In fact, if the Twitter critic had visited South Florida in Brooks’ early days, when the future star was 7 or 8 years old, he would have seen that Brooks actually cared a lot. More than many of the other kids at Okeeheelee Golf Course in West Palm Beach, which is why LPGA Teaching Professional Donna White noticed him.

“Those players that have the stuff, yes, you can tell. You can tell when they’re 5 years old,” said White, a three-time winner on the LPGA Tour who was inducted into the Teaching & Club Professional Hall of Fame in 2015. “You can tell if someone’s interested, if they have a passion for it, and [Brooks] and his brother were pros.”

White started the Junior Golf Foundation of America at Okeeheelee in 1995 with Head Golf Professional Bobby Brown and, later, Mary-Lee Cobick, teaching the game to the area’s youth and building one of the largest programs of its kind in the country.

Since it began, more than 65,000 kids from around the world have participated, including Brooks and his brother, Chase, who plays on the European Tour.

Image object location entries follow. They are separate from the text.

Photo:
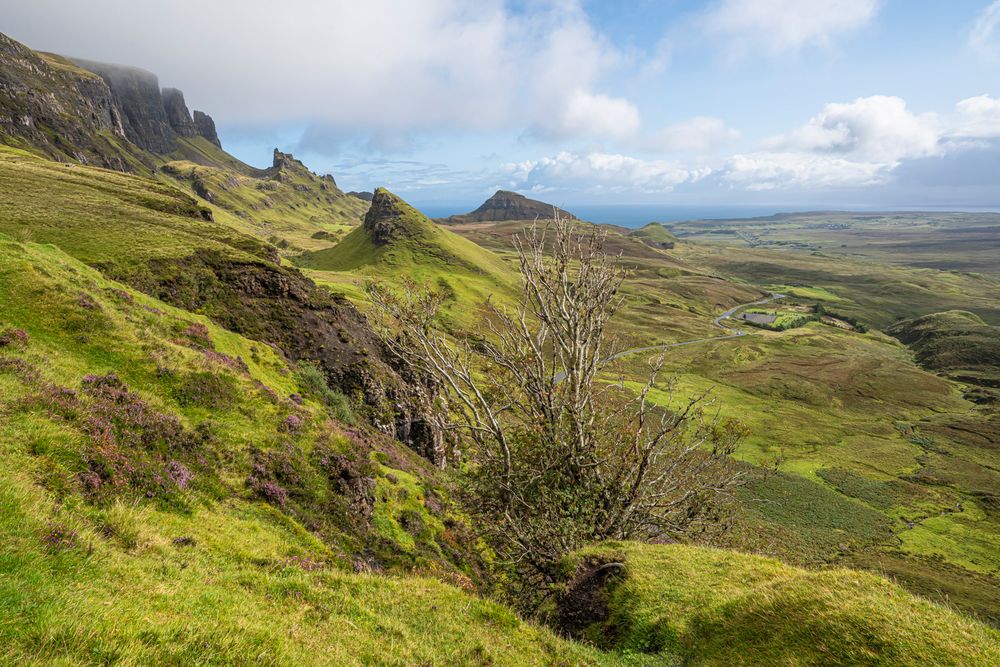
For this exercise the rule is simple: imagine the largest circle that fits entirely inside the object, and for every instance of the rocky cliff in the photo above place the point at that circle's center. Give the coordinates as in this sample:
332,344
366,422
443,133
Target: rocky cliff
82,111
153,118
206,127
506,205
52,107
177,113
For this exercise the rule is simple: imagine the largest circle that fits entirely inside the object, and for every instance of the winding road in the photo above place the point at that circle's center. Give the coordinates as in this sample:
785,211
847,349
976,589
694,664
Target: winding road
734,333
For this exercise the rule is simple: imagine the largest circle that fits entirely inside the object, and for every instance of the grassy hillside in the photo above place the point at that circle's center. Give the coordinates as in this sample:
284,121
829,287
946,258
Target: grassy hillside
107,217
955,341
227,537
218,538
286,204
656,235
704,607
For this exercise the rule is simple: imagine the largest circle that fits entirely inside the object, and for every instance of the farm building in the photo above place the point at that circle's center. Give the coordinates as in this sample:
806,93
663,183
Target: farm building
758,318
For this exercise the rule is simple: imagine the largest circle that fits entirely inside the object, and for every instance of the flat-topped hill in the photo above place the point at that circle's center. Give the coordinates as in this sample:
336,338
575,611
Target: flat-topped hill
506,205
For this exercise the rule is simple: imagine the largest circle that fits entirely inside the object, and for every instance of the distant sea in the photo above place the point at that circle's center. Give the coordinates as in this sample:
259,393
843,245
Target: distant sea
637,215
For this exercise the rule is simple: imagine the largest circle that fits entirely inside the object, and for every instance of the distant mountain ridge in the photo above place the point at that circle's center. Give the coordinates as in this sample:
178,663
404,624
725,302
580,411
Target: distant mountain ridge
505,205
118,117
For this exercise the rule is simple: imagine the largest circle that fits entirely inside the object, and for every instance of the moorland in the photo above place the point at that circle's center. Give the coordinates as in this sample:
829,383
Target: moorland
208,455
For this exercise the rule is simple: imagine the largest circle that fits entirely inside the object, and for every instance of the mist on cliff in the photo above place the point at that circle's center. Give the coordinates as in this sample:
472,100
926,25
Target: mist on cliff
381,65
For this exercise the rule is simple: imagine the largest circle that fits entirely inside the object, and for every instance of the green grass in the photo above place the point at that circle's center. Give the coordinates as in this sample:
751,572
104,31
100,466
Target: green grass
107,217
700,606
218,577
421,251
290,206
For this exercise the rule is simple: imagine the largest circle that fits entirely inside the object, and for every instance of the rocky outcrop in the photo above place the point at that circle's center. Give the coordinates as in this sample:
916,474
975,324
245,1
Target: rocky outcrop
389,219
59,110
280,306
506,205
177,113
137,94
206,127
67,109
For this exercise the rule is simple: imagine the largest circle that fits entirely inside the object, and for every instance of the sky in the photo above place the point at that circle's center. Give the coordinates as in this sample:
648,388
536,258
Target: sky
805,103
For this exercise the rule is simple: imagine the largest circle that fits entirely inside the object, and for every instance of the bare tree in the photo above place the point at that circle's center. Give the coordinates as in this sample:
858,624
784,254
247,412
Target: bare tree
560,454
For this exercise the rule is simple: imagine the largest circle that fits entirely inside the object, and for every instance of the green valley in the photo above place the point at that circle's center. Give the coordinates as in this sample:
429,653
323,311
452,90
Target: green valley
226,436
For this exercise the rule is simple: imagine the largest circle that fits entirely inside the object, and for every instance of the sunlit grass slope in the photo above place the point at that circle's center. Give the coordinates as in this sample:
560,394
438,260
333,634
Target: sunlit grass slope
108,217
700,606
397,241
176,511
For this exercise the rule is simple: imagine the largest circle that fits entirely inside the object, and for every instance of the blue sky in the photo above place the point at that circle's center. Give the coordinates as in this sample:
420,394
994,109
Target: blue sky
766,102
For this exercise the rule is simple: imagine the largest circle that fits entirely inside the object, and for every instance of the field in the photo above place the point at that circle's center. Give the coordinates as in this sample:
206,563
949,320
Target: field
873,469
966,242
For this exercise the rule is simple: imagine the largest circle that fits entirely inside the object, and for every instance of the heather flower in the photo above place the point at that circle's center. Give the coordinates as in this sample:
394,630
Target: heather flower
197,331
21,369
120,294
16,339
291,424
85,301
179,474
272,492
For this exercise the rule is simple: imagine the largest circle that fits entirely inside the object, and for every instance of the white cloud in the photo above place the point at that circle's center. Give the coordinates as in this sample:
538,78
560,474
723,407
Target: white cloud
978,117
601,171
593,115
877,129
984,37
769,171
382,66
777,27
699,134
846,145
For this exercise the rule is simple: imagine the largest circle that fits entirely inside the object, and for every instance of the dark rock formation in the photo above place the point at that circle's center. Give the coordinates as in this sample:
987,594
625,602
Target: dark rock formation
137,94
280,306
206,127
66,109
177,112
505,205
389,218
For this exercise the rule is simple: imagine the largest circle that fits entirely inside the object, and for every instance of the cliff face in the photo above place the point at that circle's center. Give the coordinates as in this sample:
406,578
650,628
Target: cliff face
206,127
506,205
137,94
177,113
79,110
60,110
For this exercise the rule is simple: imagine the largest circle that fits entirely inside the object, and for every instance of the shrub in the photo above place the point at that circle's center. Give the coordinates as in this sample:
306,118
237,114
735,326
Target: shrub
16,339
312,381
59,537
216,391
132,446
291,424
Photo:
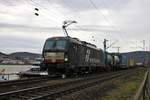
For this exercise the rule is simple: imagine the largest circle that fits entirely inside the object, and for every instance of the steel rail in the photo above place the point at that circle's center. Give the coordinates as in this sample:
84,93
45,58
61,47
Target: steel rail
49,90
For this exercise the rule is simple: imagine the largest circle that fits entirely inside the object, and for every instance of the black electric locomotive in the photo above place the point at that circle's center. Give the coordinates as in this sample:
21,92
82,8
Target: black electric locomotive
66,55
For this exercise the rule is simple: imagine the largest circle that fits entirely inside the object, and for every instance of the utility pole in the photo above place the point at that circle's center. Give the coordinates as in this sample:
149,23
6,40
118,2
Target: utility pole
118,48
105,47
143,45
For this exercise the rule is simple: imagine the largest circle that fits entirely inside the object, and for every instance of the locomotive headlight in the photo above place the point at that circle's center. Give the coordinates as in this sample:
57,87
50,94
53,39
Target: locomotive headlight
66,59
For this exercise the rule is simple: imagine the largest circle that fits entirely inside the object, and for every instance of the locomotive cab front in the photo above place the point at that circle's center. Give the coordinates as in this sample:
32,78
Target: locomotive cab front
55,56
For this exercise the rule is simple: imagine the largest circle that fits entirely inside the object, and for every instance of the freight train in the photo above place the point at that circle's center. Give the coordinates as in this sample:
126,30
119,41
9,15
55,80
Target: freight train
66,55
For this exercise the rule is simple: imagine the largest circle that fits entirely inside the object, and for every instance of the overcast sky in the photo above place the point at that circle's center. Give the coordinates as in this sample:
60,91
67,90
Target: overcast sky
125,22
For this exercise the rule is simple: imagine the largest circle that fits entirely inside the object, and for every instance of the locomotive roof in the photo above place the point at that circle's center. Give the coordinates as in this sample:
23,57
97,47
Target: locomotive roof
76,40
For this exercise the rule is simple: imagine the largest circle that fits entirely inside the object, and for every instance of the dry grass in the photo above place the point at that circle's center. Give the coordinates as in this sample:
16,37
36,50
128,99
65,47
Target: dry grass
123,88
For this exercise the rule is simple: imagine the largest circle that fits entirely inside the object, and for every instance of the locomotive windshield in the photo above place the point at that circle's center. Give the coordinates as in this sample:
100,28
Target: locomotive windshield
55,44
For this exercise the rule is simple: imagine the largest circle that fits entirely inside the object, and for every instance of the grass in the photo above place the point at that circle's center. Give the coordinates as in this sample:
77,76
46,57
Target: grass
126,89
123,88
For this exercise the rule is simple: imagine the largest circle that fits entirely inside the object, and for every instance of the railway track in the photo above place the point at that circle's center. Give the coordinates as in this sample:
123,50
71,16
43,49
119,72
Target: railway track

The reasons for the Okeeheelee program’s success include White’s drive to create the best teaching environment possible and Brown’s ability to communicate the game’s many facets. For Brooks, Brown said, that began with taming the temper of a kid who really cared—perhaps too much.

“He was super competitive,” Brown remembered. “If he hit a bad shot he was very emotional about it, he wanted to win, and so we worked with him on controlling his temper.”

Mind you, Brown said he met Brooks when the golfer was 7, in a holiday camp at Okeeheelee, and worked with him until Brooks was 12 or 13.

“He had a very natural swing, he was a very athletic person, probably good at all sports. Loved baseball. With golf he had a natural move with it; he was a great iron player even back then, just a good solid ball striker.”

Koepka’s great uncle is baseball star Dick Groat, the league’s MVP in 1960, and Brooks, also good on the ballfield, said that if he had it to do over again he might go with baseball instead of golf. But there’s more to golf than athleticism, of course, and this is where White and Brown’s program was so important.

“The program went from instruction and etiquette to a four-hole league and a nine-hole league,” said Brown, “light competition to give the kids an opportunity to try a little competition in a scramble-type format. We had teams and it was a great environment.”

Bob Koepka, the boys’ father, has said that the Okeeheelee program was critical to Brooks’ success: “That was his first exposure to organized tournaments,” Koepka told The Palm Beach Post, “to learning how to handle himself as a professional at a young age.”